The 2013 Jornada Long Term Ecological Research (LTER) science meeting and field trip had all the comforts. On this field trip we rode in one of two greyhound-class stratacruiser with a professional driver, a bathroom and an air conditioner. It kicks up an impressive rooster tail of dust. Keep the windows closed! The greyhound-class bus drivers know their dust. When coming to a stop on the dust thick road-bed he paused to let the “dust-rain” settle out around the stratacruiser before opening the door and letting us out.
Twenty years ago in 1993, the LTER science field-trippers rode in a caravan of 7 9-seat, university-class vans. The lead PI, in the lead less-dusty van and determined the speed of travel and thereby open and close the windows as thermal homeostasis dictated. So what is it -- windows open or windows closed?
If you are on a hard surface road and air temperatures are lower than body temperatures, open the windows and get all the forced air convection you can, thus maximizing perspiration and cooling. However, if air temperature is higher than skin temperature, opening the windows just means more heating in need of pre sw. Riding over a gravel, sand and dust roads, like on the Jornada without air conditioning, just hope for cool weather! Forced convection to max out perspiration can be augmented with a hand held fan as it can produce airflow across your skin surface of about 2.5 cm/second. For those with slightly or unsightly skin hair, a more vigorous fanning will help a bit.

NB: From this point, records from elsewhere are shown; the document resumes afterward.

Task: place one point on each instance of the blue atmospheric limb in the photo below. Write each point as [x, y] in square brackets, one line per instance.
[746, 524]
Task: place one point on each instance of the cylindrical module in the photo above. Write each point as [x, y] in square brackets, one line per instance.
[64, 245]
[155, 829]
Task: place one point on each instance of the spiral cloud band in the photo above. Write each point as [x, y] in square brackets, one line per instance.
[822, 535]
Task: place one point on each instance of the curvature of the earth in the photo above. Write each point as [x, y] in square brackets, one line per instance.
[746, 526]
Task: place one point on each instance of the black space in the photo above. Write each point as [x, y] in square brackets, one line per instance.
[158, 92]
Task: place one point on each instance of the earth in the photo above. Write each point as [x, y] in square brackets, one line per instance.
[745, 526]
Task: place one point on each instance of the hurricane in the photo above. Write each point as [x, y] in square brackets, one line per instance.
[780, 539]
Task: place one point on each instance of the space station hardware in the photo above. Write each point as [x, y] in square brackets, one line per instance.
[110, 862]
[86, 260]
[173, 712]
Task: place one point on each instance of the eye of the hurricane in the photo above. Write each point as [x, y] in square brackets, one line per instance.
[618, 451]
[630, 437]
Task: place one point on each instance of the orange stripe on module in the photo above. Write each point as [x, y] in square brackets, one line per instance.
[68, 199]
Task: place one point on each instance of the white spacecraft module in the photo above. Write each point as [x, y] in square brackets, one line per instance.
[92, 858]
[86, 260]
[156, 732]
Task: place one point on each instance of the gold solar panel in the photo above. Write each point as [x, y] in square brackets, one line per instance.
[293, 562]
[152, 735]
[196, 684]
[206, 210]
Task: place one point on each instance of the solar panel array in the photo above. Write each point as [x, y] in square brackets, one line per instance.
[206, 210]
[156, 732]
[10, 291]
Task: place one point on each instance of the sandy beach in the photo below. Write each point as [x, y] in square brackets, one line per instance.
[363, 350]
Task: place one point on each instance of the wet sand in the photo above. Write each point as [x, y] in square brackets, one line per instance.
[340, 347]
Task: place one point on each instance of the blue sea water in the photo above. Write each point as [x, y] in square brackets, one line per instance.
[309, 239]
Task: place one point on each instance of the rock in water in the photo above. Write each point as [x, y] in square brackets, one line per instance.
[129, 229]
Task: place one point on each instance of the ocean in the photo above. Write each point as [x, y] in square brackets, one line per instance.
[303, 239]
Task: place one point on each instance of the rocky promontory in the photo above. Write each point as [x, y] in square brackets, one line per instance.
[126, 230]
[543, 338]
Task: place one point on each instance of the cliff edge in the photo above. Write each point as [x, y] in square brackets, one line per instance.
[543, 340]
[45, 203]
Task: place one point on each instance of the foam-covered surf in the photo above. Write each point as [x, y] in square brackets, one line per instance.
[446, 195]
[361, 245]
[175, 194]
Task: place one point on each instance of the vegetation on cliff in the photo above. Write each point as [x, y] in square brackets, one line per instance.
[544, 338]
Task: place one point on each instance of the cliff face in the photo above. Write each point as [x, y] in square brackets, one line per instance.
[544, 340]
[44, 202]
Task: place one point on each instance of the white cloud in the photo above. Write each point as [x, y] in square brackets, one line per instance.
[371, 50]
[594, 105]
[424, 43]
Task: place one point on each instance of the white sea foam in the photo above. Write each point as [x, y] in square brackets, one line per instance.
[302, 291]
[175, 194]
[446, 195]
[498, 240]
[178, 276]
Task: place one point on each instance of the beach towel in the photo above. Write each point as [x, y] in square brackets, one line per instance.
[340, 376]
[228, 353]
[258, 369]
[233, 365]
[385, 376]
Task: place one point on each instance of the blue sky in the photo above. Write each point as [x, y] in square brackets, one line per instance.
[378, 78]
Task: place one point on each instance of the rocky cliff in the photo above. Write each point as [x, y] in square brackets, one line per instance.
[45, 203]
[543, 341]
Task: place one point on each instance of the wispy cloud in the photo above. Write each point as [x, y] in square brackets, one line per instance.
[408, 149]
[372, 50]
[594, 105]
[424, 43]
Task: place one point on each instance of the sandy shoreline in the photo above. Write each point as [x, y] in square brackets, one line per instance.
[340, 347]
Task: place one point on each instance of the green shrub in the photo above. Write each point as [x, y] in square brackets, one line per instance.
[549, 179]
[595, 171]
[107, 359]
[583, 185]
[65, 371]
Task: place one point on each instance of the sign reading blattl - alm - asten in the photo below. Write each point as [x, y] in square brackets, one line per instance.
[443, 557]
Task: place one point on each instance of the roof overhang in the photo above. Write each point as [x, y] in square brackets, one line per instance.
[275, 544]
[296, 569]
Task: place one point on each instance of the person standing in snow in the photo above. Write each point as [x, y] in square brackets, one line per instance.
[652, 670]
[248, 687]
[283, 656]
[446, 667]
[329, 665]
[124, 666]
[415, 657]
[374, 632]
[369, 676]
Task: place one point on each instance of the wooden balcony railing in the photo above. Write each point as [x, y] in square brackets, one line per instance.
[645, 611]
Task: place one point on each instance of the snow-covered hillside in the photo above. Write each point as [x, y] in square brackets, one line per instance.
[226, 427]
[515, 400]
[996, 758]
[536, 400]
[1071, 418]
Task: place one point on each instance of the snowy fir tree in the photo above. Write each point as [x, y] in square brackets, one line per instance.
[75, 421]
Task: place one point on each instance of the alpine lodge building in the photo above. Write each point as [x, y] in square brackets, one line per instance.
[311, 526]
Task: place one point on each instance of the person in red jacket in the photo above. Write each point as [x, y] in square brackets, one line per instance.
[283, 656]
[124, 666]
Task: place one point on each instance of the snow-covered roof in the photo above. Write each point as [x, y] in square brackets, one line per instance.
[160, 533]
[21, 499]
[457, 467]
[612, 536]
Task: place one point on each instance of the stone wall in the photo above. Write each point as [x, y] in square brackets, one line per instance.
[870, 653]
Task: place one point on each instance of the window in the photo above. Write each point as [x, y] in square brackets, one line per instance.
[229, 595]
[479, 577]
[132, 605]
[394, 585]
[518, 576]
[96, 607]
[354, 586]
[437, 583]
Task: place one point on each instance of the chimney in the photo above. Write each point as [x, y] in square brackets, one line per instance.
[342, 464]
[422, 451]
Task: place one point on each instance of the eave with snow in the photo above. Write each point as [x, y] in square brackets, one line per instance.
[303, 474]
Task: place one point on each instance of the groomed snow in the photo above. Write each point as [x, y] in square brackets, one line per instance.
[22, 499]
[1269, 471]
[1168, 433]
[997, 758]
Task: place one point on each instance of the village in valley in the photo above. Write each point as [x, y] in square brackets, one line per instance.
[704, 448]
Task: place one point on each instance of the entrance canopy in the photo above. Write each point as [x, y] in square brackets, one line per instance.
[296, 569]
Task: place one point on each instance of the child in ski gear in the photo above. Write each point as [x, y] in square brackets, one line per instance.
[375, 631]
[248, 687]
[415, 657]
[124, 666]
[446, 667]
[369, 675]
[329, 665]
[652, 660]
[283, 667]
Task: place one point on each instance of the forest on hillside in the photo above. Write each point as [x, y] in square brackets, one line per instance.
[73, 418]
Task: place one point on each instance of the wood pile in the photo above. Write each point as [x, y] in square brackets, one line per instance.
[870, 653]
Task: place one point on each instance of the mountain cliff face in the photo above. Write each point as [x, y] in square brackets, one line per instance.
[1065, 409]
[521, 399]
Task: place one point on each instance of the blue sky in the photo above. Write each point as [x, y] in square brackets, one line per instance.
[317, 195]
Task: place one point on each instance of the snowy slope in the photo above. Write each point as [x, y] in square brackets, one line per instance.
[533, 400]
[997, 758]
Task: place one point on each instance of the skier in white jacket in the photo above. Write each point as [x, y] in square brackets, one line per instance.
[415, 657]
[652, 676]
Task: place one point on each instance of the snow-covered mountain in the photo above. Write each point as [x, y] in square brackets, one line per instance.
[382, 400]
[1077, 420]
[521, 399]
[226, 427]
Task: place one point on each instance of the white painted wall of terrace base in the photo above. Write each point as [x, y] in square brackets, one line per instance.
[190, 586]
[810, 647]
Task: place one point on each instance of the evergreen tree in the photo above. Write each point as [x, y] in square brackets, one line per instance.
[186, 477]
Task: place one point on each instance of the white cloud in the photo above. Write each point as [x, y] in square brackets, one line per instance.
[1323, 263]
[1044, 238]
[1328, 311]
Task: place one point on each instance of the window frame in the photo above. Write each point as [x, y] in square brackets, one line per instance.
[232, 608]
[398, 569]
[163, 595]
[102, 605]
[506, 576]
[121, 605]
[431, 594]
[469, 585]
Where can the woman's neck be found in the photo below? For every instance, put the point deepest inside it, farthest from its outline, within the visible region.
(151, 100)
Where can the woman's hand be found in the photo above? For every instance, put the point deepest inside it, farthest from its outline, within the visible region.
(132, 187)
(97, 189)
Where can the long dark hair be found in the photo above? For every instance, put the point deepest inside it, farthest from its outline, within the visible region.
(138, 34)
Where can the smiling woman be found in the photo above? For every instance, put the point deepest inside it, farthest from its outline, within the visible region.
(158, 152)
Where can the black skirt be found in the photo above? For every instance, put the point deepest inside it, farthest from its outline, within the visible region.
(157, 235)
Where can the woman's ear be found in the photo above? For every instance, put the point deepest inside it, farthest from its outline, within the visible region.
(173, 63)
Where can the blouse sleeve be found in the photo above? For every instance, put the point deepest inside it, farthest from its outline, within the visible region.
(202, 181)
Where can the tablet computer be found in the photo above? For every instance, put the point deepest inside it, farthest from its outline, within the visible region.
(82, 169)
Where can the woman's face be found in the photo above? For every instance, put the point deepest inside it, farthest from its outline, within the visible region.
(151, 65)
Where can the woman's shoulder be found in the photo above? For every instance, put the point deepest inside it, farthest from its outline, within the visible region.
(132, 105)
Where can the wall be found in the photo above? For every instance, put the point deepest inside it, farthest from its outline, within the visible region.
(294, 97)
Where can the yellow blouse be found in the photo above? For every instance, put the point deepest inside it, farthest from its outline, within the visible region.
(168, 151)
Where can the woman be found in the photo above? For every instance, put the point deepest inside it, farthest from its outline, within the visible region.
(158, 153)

Stephanie Bestelmeyer of the Asombaro Institute for Science Education out-oooohed and -ahhhed all contenders on the field trip. The contenders included Curtis Monger of NMSU who crafted a geophysical synthesis of the Jornada Basin, and Kris Havstad of the USDA who peopled the landscape and made it come alive. A strong science synthesis was thus built that established the foundation for all the talks that followed. Kudos all around. Now we will have to wait another 22 years for the next saga.
The Jornada LTER, the Jornada NEON, and the Jornada ARS, have established an impressive research partnership. Other LTERs may well be served by cross-site partnering. Site strategic planning in this direction should be a growth industry. Planning at the network level will be critical as well. Somewhere around 2020 and when NEON engineers finish their work and turn keys to the facilities over to the ecological community and to the broader community of environmental scientist, a plan will need to be on the table. 2020 is right around the corner.